Documents lodged with Companies House show Manchester United Ltd had revenues of £254m in the year to the end of June 2016, some 25pc higher than during the previous year.
However, pre-tax profits were even more impressive, surging 73pc tp £141m after a mammoth sponsorship deal the club scored with Adidas kicked in.
Analysis of the accounts show Manchester United received £72.7m from the German sportswear giant after they signed a 10-year deal worth £750m.
The agreement – described as a “a global technical sponsorship and dual-branded licensing deal” started in the 2015-16 season, and is believed to be the biggest kit deal in sport.
Adidas replaced Nike as a sponsor after US-based business – which had been linked with the club since 2002 – pulled out of talks about continuing the relationship because it thought Manchester United was demanding too much money.
Also giving a massive boost to the club’s finances was car group General Motors, kicking in £52.2m over the year to have its Chevrolet brand on players’ shirts.
The deal shows the global attraction of Manchester United: Chevrolet ceased to exist as a retail brand in UK in 2015 because of a “challenging business model”. Instead the car company has focused on promoting its Opel and Vauxhall brands in Europe, though Chevrolet continues to exist in other parts of the world.

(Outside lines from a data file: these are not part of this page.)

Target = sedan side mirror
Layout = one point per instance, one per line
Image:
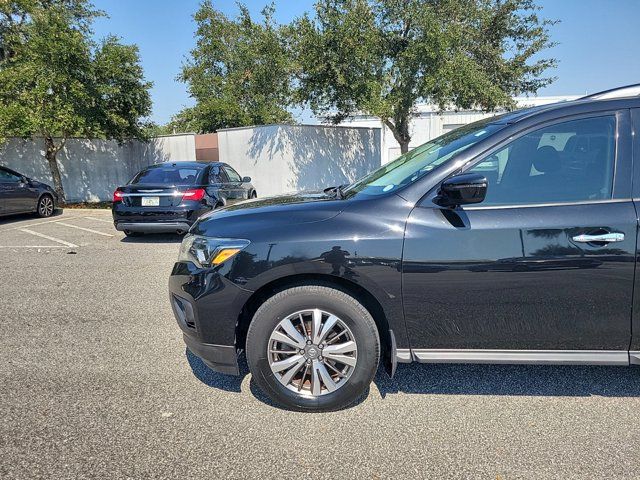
(465, 189)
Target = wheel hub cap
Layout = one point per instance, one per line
(312, 352)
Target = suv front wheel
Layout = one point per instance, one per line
(313, 348)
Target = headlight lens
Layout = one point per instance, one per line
(209, 252)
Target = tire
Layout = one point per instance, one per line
(46, 206)
(298, 395)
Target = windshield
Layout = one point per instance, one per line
(167, 175)
(411, 166)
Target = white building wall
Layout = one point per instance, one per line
(429, 123)
(92, 169)
(288, 158)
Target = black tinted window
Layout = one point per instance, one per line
(168, 175)
(232, 174)
(567, 162)
(8, 177)
(216, 175)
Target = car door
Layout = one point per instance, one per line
(219, 182)
(15, 196)
(545, 263)
(237, 191)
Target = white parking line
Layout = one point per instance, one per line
(99, 219)
(53, 239)
(23, 225)
(85, 229)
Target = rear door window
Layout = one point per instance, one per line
(6, 177)
(216, 175)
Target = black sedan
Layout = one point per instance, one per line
(169, 197)
(19, 194)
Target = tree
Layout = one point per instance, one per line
(381, 57)
(55, 83)
(239, 72)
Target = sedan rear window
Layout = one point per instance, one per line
(168, 175)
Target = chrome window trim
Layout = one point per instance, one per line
(558, 204)
(173, 194)
(515, 357)
(634, 357)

Also filed with Companies House were the accounts of Red Football Limited, the immediate parent of Manchester United Ltd, and which covers the ancillary businesses based around football. Its finances showed a similar stellar performance – again boosted by sponsorship deals – with revenue rising from £395m to £515m and a profit of £49m, reversing a £2.3m loss the year before.
The parent group paid a £20m dividend during the year, up from a zero payout last time round.